Throughout all of this, the "sanctuary counties" throughout Ohio have taken action to counteract all that is in place. Franklin County recently passed local rules that do not allow any immigration arrests to occur at county courthouses without the possession of a court ordered warrant. The court argued the policies in place create a barrier or fear for citizens resulting in fewer statements and reduced presence within active courthouse cases, which provokes the idea of the public right to due process being endangered. Resistance to following these policies has also taken place in the city of Columbus.
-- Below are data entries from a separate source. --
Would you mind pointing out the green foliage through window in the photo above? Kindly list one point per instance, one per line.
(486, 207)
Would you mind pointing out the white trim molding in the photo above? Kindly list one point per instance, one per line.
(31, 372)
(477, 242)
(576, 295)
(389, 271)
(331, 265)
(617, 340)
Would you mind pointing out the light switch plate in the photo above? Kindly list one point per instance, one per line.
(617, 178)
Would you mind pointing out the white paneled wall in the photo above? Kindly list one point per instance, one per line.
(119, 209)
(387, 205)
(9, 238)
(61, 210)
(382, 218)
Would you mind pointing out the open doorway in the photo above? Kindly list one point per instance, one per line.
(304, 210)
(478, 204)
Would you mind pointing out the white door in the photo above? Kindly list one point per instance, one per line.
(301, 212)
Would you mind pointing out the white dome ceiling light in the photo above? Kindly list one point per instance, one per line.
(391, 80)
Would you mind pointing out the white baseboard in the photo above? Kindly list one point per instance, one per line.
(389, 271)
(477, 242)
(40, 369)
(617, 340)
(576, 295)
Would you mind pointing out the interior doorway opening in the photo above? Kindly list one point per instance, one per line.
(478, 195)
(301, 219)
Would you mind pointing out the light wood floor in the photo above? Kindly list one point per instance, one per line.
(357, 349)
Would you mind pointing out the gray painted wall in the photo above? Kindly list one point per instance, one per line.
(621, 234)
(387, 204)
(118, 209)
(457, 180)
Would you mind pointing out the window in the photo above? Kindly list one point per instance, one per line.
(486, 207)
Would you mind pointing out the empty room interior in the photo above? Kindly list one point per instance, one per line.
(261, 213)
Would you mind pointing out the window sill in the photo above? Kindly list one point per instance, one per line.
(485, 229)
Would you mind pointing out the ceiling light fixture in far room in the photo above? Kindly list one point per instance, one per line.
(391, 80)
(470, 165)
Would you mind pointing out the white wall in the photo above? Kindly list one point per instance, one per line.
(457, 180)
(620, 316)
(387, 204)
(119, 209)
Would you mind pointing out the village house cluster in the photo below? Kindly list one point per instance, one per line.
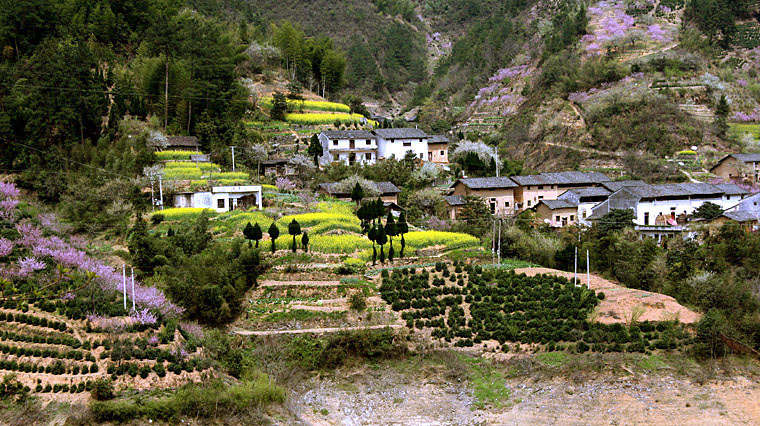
(365, 146)
(578, 198)
(559, 199)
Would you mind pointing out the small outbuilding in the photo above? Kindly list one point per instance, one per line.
(221, 198)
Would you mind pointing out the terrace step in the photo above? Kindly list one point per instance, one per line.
(273, 283)
(699, 112)
(315, 330)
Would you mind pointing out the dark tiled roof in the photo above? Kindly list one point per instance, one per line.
(731, 189)
(190, 141)
(402, 133)
(561, 178)
(438, 139)
(387, 188)
(348, 134)
(615, 185)
(747, 158)
(454, 200)
(744, 158)
(741, 216)
(487, 183)
(678, 190)
(384, 187)
(577, 195)
(559, 204)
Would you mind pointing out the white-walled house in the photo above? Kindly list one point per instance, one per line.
(221, 198)
(397, 142)
(348, 146)
(657, 207)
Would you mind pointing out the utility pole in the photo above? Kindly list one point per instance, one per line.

While the Trump administration believes Columbus is preventing the enforcement of federal immigration laws, Mayor Andrew Ginther has stayed firm with his executive order that was implemented in 2017, saying that the city's resources will not be used solely on the purpose of arresting citizens on the account of immigration.
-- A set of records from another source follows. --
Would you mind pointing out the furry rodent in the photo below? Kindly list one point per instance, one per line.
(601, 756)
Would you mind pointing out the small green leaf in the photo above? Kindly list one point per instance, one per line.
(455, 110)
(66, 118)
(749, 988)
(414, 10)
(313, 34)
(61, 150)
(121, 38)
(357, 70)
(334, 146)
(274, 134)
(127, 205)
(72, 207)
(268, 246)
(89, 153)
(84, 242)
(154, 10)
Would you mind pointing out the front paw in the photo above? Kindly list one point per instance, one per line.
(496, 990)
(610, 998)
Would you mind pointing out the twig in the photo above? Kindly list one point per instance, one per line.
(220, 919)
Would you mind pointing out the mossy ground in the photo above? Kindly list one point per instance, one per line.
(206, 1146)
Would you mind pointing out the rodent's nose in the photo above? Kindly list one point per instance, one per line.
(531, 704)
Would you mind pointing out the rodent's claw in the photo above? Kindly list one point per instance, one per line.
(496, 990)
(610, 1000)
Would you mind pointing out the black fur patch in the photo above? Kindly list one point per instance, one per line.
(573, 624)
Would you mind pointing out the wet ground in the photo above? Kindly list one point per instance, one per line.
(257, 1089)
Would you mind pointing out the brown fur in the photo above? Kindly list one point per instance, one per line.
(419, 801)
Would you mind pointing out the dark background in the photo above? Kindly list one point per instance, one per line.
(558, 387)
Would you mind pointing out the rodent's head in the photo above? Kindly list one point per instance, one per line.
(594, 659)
== Examples of immigration enforcement in Ohio ==
On July 9, 2025, Ayman Soliman was detained by U.S. Immigration and Customs Enforcement (ICE). This came directly after his asylum status was revoked. Soliman left Egypt in 2014 he stated that he faced persecution for his religion as well as his journalism, Soliman was later granted asylum just 4 years after this. Soliman then went on to work as a chaplain in the Cincinnati Children's Hospital.

Soliman was taken to Butler County Jail in southwestern Ohio. Soliman's attorneys filed a habeas corpus petition in order to attempt to keep him at the Butler County Facility rather than be transferred elsewhere with there case being that a transfer would separate him from his counsel as well as his family. American attorney Kate Brady said "We have witnessed numerous incidents of detainees being removed under the cover of darkness and hastily shuffled from one location to another without legal contact." The Federal judge decided that Soliman will not to be moved without court approval.

State leaders like Representative Greg Landsman and the ACLU of Ohio put pressure on Soliman's Detention because of the clean record Soliman has as well as his Religious figure. These leaders called for transparency in ICE using county jail. A statement by the Department of Homeland Security was released that discussed how an ongoing application and legal status does not make someone unable to have immigration action be forced on them.

When Soliman got out of custody he stated the he went through harsh conditions. These harsh conditions included a 5-day isolation period in a cell with zero access to legal counsel, anything religious, and commissary. He said that he got handcuffed after politely requestion to pray. Although ICE never publicly commented on these allegations.

10 weeks went by in detention and Soliman was finally released in September 2025 after going through a huge amount of legal and community advocacy. Solomons visa is expected to be restored soon which will let him remain a citizen in the United States. Solomons Supporters talk about his release as a win for the process of due process Soliman himself called it a "rebirth".